Leveling the playing field
It would also get rid of the chasm that exists between established tech companies and the new kids on the block. Ten years ago, Google and Amazon, for example, were able to freely collect large data sets without risking the reputational damage associated with user privacy. They are now so far ahead in training their algorithms based on their huge historic data-sets that it is almost impossible for startups to catch up, even if they’ve invented a far better underlying method. They have used their head start in data ownership to pull the proverbial drawbridge up behind them, leaving newcomers with no real chance to ever catch up.
Universally-available data sets would level the playing field and allow startups to grow their businesses according to the quality of their technical and business innovations, rather than on their access to data – potentially allowing them to compete with the current tech giants.
Accredited independent body
The problem that tech companies have come up against, time and time again, is where to draw the line between user privacy and the need to innovate.
Recent history has shown that individual, for-profit organizations aren’t best placed to identify the boundaries of what is acceptable and what isn’t. It’s time that an independent accredited body steps up to oversee the creation and responsible use of open data sets, with the key objectives to support tech innovation and the public good.
The ICO, the U.K.’s independent body set up to uphold information rights, is currently working on the development of an auditing framework for AI. When available, it will give the ICO a methodology to audit AI applications to make sure they are transparent and fair. It will also inform future guidance for organizations to support the continuous and innovative use of AI within the law.
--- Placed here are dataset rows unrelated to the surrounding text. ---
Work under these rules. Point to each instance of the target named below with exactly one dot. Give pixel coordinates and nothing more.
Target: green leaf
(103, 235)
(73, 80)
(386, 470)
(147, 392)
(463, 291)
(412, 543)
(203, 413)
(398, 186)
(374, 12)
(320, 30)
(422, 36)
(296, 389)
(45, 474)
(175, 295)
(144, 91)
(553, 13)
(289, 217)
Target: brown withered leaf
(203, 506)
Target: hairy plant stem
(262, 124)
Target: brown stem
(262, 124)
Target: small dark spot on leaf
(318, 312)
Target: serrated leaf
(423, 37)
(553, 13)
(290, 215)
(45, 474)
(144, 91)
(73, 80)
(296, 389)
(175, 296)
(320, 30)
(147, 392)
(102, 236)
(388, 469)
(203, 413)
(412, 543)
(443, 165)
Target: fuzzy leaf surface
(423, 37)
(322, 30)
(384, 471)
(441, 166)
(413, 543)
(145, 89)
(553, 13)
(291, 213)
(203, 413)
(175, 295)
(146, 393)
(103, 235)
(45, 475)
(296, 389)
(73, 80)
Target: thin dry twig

This is great news of course, but for the tech community, such a framework doesn’t go far enough. We need the ICO, or a new body, to work with the tech community to oversee the creation and responsible use of commercially-relevant, open data sets, which in turn will support real tech innovation.
Data for good
AI and ML-led innovations can bring benefits to the economy and wider society, sometimes well beyond that of the commercial gains to the original innovators. A better analysis of consumer data could lead banks to offer better credit terms to existing customers, and access to credit to a wider demographic of customers, who don’t have a current credit history, for example. Car manufacturers could remove gender bias in their product designs by having access to representative data sets, leading to a positive impact on consumers’ safety. There are thousands of other examples like these that could be enabled by curated, open data sets.
This approach could benefit the public sector as well, most obviously around health and environmental policies. For example, if city planning data were coupled with data on medical devices, such as inhalers, to identify air pollution hotspots, the relevant authorities can prioritize anti-pollution measures for roads where people most suffer the medical consequences.
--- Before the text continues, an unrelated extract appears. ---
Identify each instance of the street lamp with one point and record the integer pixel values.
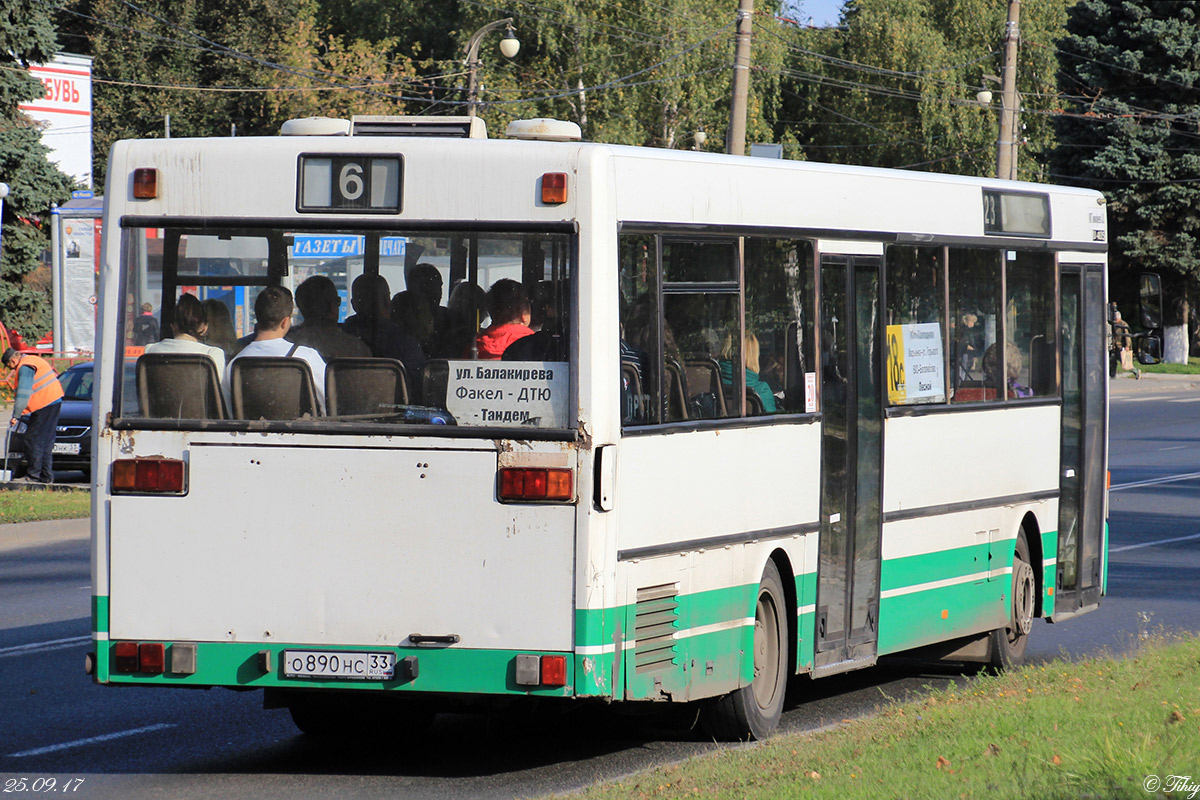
(4, 193)
(509, 47)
Improvements in the way companies use data can have a big societal impact. As such, it is not unreasonable to ask consumers to share some of their anonymized data to enable these innovations. Some level of risk sharing between companies and consumers encourages competition, innovation, and public research for the greater good.
Current laws keep data locked away behind corporate firewalls and prevent data sharing. New regulation that supports rather than hinders innovation is needed. Rather than coming down hard on companies, governments across Europe should work together to build an accredited body or regulator with the power to sign off on companies’ data policies and to help make anonymous, fair and balanced, open data sets publicly available. Only in this way can society benefit from AI to the full extent of its promise.